- Dendairy currently produces Maas (fermented milk), UHT (ultra high temperature) milk, UHT flavoured milk, yoghurts, ice cream, and fruit juices
- Government plans to increase farmers’ business viability through increased own farm feed production and feed formulation and providing support for irrigation, mechanisation and pasture development
Dendairy says it spent US$3,5 million in 2021 towards enhancing stockfeed production and new product development initiatives.
Dendairy currently produces Maas (fermented milk), UHT (ultra high temperature) milk, UHT flavoured milk, yoghurts, ice cream, and fruit juices. The company has been exporting mainly to Mozambique.
Company director, Daryl Archibald, told The Herald Finance and Business that Dendairy had developed over 1 000 hectares of irrigated lands in Kwekwe with each hectare dedicated to lucerne capable of producing 25 tonnes of dry matter per year.
He said this beats all commercial crop yields and has a dissolvable protein comparable to stock feeds allowing for a high degree of substitution.

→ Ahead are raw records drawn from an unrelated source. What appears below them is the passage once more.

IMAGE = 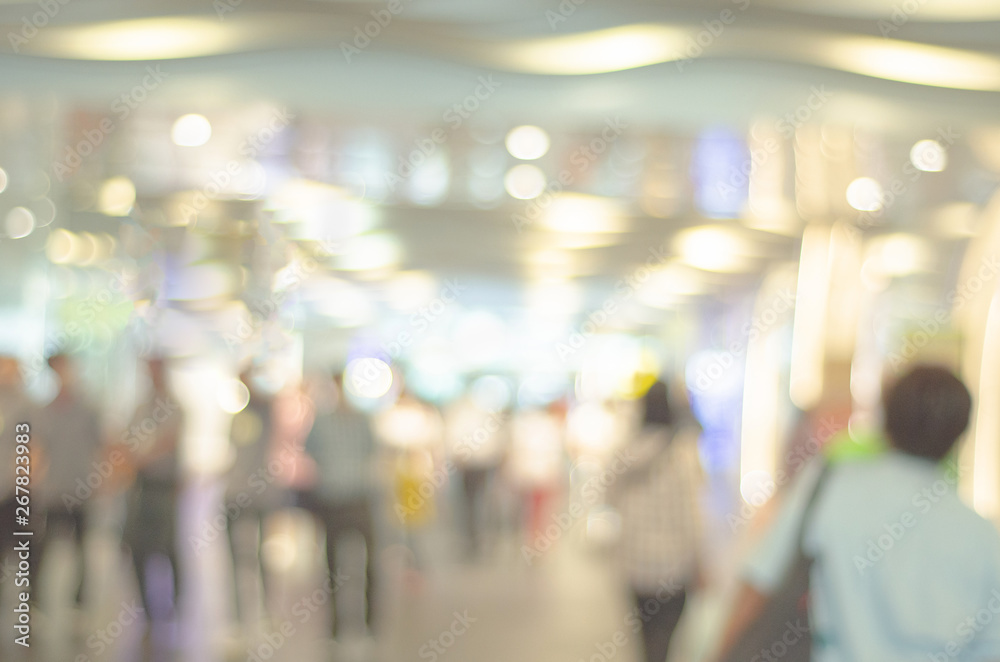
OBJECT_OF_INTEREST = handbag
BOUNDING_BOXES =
[719,464,830,662]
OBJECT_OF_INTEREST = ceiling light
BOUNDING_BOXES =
[868,232,934,277]
[45,228,79,264]
[542,193,626,234]
[492,25,688,75]
[97,177,135,216]
[4,207,35,239]
[910,140,948,172]
[503,164,546,200]
[170,113,212,147]
[674,225,753,273]
[847,177,882,211]
[39,16,241,61]
[344,357,392,399]
[506,126,549,161]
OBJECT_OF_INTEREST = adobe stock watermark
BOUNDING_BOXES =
[510,116,628,233]
[52,64,170,182]
[340,0,412,64]
[521,450,635,565]
[853,458,968,575]
[246,570,351,662]
[877,0,928,37]
[383,74,503,191]
[716,85,833,199]
[887,255,1000,374]
[417,609,479,662]
[7,0,71,53]
[726,416,843,533]
[688,287,799,393]
[554,239,670,363]
[380,278,469,360]
[674,0,750,71]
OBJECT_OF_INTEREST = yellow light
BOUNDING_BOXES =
[170,113,212,147]
[868,232,934,276]
[503,164,545,200]
[45,228,79,264]
[97,177,135,216]
[910,140,948,172]
[636,262,708,308]
[218,379,250,414]
[816,35,1000,91]
[788,225,831,411]
[674,225,753,273]
[344,358,392,399]
[847,177,882,211]
[337,232,402,271]
[542,193,627,234]
[38,17,239,61]
[492,25,688,75]
[4,207,35,239]
[506,126,549,161]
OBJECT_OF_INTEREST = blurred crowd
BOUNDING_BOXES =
[0,354,1000,662]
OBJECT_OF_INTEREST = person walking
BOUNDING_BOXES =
[718,365,1000,662]
[609,382,702,662]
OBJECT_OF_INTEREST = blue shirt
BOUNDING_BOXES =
[746,451,1000,662]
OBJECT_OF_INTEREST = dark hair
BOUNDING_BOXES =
[885,365,972,460]
[642,382,674,425]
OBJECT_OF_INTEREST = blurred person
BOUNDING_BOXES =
[376,389,448,587]
[609,381,703,662]
[445,395,506,559]
[721,366,1000,662]
[122,358,185,659]
[33,354,103,608]
[505,402,566,546]
[303,374,379,639]
[225,369,285,626]
[392,447,436,586]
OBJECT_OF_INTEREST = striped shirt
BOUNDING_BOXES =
[612,427,702,592]
[306,408,375,503]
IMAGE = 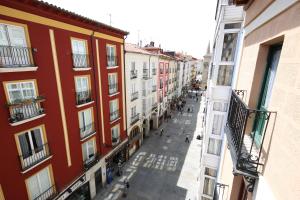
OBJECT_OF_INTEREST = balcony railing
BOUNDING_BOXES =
[108,83,118,95]
[7,96,45,123]
[76,90,92,105]
[83,152,100,170]
[225,91,274,191]
[72,53,89,68]
[109,110,120,122]
[106,56,118,67]
[130,113,140,125]
[19,143,50,171]
[152,85,156,92]
[33,185,57,200]
[0,45,35,68]
[152,68,156,75]
[130,70,137,79]
[79,122,95,140]
[131,92,139,101]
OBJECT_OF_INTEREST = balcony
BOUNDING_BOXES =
[109,110,120,122]
[79,122,96,140]
[83,152,100,171]
[106,56,118,68]
[0,45,37,72]
[130,113,140,125]
[152,85,156,92]
[76,90,92,105]
[131,92,139,101]
[152,68,156,75]
[7,96,45,125]
[108,83,118,95]
[33,185,57,200]
[72,54,89,69]
[19,143,50,171]
[130,70,137,79]
[225,91,274,192]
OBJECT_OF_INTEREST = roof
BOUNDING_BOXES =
[7,0,129,35]
[125,43,154,55]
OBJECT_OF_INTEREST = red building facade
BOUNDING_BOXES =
[0,0,127,200]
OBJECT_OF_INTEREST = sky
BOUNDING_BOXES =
[44,0,217,58]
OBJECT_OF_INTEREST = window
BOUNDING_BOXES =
[221,33,238,62]
[109,99,119,121]
[212,114,224,135]
[203,177,215,196]
[78,108,94,138]
[82,138,96,163]
[111,124,120,145]
[108,73,118,94]
[71,38,88,67]
[106,45,117,67]
[204,167,218,177]
[217,65,233,86]
[207,138,222,156]
[26,167,55,199]
[0,23,33,67]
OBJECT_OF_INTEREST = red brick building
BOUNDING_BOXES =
[0,0,128,200]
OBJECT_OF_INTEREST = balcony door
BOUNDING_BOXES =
[253,45,282,146]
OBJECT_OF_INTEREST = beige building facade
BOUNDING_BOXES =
[218,0,300,200]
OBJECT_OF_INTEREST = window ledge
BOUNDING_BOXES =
[107,66,119,69]
[0,66,38,73]
[76,101,95,108]
[10,114,46,126]
[21,155,52,174]
[109,92,120,97]
[73,67,92,71]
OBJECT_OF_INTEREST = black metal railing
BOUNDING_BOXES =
[109,110,120,122]
[130,70,137,79]
[72,53,89,68]
[152,85,156,92]
[0,45,35,67]
[83,152,100,171]
[226,91,273,176]
[130,113,140,125]
[7,96,45,123]
[19,143,50,171]
[106,55,118,67]
[34,185,57,200]
[131,92,139,101]
[79,122,95,139]
[108,83,118,94]
[152,68,156,75]
[76,90,92,105]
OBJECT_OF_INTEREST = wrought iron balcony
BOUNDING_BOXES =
[0,45,35,68]
[109,110,120,122]
[130,70,137,79]
[106,55,118,67]
[33,185,57,200]
[108,83,118,95]
[152,68,156,75]
[225,90,274,192]
[7,96,45,123]
[79,122,95,140]
[83,152,100,171]
[19,143,50,171]
[130,113,140,125]
[72,53,89,68]
[152,85,156,92]
[76,90,92,105]
[131,92,139,101]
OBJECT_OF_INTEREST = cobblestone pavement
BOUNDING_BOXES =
[95,96,204,200]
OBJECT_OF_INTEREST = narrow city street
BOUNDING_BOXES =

“Of the 1 000 ha, 650ha is available to grow to supply Dendairy farmers. This lucerne will start being supplied in the first half of 2022 to Dendairy farmers, giving them a very profitable conversion from feed to milk,” he said.
Mr Archibald added that by providing year round affordable feed, small holder farmers can focus on animal health, breeding and feed to milk conversion and become dairy experts rather than a jack of all trades.
Recently, the Government challenged players in the Dairy sector to complement its efforts aimed at reducing feed stock costs, which negatively impact viability as it accounts for over 65 percent of total milk production.
Lands, Agriculture, Fisheries, Water and Rural Resettlement Minister Dr Anxious Masuka, said the Government has robust plans for growing the dairy sector, anchored lower production costs.
He said the Government plans to increase farmers’ business viability through increased own farm feed production and feed formulation and providing support for irrigation, mechanisation and pasture development.
According to players in the sector, uncompetitive stock feed prices on the domestic market, cause Zimbabwe to have the highest cost of raw milk at US$0,66 per litre compared to regional counterparts.
The price of raw milk in South Africa ranges from US$0,35/l to US$0,37/l, while in Zambia milk costs between US$0,33/l and US$0,35/l.
The uncompetitive prices of stock feed have resulted in low milk yields per cow as farmers compromise on feed mixes in an effort to attain viability.
According to Mr Archibald, the biggest challenge for small holder dairy farmers is that Zimbabwe has a dry and wet season and dairy animals require a high consumption of food year round.
“That is even as a smallholder farmer, you need to grow maize and put it into silage pits for the winter. This is onerous and requires a small holder farmer to be an expert in both dairy and cropping,” he said.
In 2017, a Scandinavian backed sub-Saharan Africa focused private equity investment company SPEAR Capital acquired a 27 percent stake in Dendairy under a debt and equity transaction.
The transaction was valued at US$6 million and has seen Dendairy investing heavily in its factory and growing its raw milk supply since its establishment in 2004.
The company has continued to experience market penetration and growth within the Zimbabwean market and expanded its footprint into the region.